There have been rumblings that Alyn Hastings has too much influence on the Pioneer boys’ team and the perception that boys’ basketball rates itself above the school’s other athletic programs. There’s also talk that Hastings influenced Jacob and Josh Willis to transfer to Pioneer from Mohawk Trail Regional High School specifically to play basketball.

“Yes (the Willis brothers) did transfer and yes they did play for Alyn,” said Dave Hastings. “My understanding is they had academic issues. I spoke with Fred Redeker, the athletic director and boys’ basketball coach and he felt I didn’t do anything wrong.”

Hastings said eight of the 13 players on last year’s boys’ team had played in the Edge program. “The Edge started out as an AAU program before I moved to the area. I was paying so much for my kids to play I started my own program, but Mr. Wehrli has felt if you don’t play for the Edge you don’t play varsity basketball. We’re no powerhouse or factory. We just give the kids an opportunity to play out-of-season basketball. It isn’t even me. I don’t even watch the Edge, but you can’t stop perception.”

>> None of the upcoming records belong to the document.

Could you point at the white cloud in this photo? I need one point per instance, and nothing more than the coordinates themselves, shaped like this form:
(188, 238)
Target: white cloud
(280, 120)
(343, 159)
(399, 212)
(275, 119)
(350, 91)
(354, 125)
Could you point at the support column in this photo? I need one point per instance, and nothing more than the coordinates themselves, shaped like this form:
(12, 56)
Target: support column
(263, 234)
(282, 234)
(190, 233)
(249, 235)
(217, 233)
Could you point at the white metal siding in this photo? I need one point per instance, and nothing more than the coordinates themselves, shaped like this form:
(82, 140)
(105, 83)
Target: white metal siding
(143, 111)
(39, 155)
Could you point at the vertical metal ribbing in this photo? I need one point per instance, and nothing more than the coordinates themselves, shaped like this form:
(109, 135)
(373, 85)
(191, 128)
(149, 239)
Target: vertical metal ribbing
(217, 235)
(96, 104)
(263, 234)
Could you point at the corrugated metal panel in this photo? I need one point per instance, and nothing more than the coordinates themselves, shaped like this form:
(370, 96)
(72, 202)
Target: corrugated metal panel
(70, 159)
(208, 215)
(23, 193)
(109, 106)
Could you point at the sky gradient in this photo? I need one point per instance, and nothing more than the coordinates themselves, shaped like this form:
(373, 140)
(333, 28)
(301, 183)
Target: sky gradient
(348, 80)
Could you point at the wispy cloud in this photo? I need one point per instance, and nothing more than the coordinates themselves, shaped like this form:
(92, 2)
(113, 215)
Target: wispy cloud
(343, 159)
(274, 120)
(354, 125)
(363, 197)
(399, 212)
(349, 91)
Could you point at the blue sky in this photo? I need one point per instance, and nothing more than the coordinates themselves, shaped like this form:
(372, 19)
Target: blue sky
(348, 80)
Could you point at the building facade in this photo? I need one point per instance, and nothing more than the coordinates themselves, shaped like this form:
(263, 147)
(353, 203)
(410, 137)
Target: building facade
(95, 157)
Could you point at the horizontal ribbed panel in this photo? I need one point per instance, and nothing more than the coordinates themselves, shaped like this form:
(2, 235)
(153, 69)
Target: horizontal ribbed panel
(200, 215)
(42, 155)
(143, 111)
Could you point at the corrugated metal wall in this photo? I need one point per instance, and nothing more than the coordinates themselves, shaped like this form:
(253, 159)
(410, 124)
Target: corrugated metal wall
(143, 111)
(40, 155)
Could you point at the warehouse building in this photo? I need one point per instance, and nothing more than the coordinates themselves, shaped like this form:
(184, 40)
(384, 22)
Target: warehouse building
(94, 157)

“I recognize the wife issue,” he added. “We’ve taken the step to where she no longer coaches the Suburban League team. If my wife’s too close to it, OK, she’s not coaching this year. She just does the paperwork.”

Hastings interviewed with the principal on October 31 and again on Monday. Two others have also applied, one of whom is Mike Kachelmeyer, according to a source. The identity of the other applicant isn’t known.

“The tough part is that all coaches can be fired at will,” said Hastings. “Obviously there’s a personality conflict for it to get to this point, but I have a difficult time understanding why I have to be put through this process.”

Waving the white flag perhaps, Hastings said, “I need to do whatever the school wants me to do if I want my job back.”